Friday, August 01, 2003

Beyond "smelly little orthodoxies"
Terrance Keenan, the zen twelve-stepper who I mentioned in an earlier post as the author of St. Nadie: Zen Encounters with Loneliness, delves on page 12 into one of my deepest concerns: fundamentalism, aka in its sneakier form, dogma. He writes, "...Orwell [George?] would have us stand against all the 'smelly little orthodoxies which are now contending for our souls.'" I want to see if I can tackle this subject from a positive perspective, since I believe it's better to light a candle than to curse the darkness.

If orthodoxy helps me improve my spiritual condition, how can it be wrong? This presupposes, though, that I am able to avoid the common pitfall of orthodoxy/fundamentalism/dogma which judges other ways. No one has a patent on the truth. As I try to get at in my mini-manifesto, the truth is the truth no matter what we say about it. My path is as good as my perception of truth, as is yours.

Keenan's opinion is that orthodoxy and/or rationality necessarily detract from our ability to perceive truth: "We do not leave make-believe behind when we emerge into so-called adulthood.We just call it rationalization. It is said rationalization is more important to life than money, food, or sex. ...How difficult it is to know the know the actuality of our inner voice, to know it is not some fiction we have created, a rationalized mask over our own godless wildness. I wanted to be free of myself and was at the same time afraid that to be so was a kind of death. ... Perhaps I am too often absent from my own being."

Zen is all about the experience of truth, and Keenan is saying that the experience of truth is different than talking about it. I agree. The truth behind Christian grace and Buddhist dharma and Sufi tales and koans from zen itself is an undiluted and inviolable whole.
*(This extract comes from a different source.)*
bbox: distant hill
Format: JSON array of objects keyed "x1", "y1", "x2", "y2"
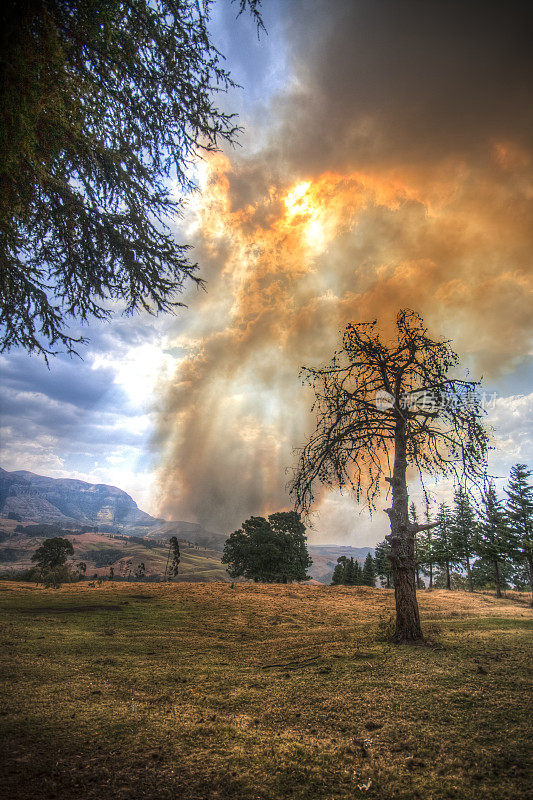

As the Course in Miracles starts off, "Nothing real can be threatened. Nothing unreal exists."

The difficulty is in bringing this unified whole from one's solitary experience into the world, and to find unity with others in the shared work of constructing an enlightened society. This statement is in one sense a tautology, since authentic holy work will inexcorably lead to a higher manifestation. But my point is that our most immediate environment is our relationships, and we are rational creatures. Therefore, our responsibility is at least two-fold: 1) to do our holy work so we can experience truth and 2) to maintain our awareness in our "worldy" experiences, including our reasoning (Keenan's "rationalty") and our relations with others.

Truth is one. Orthodoxies are many. Let's hold hands and jump towards unity.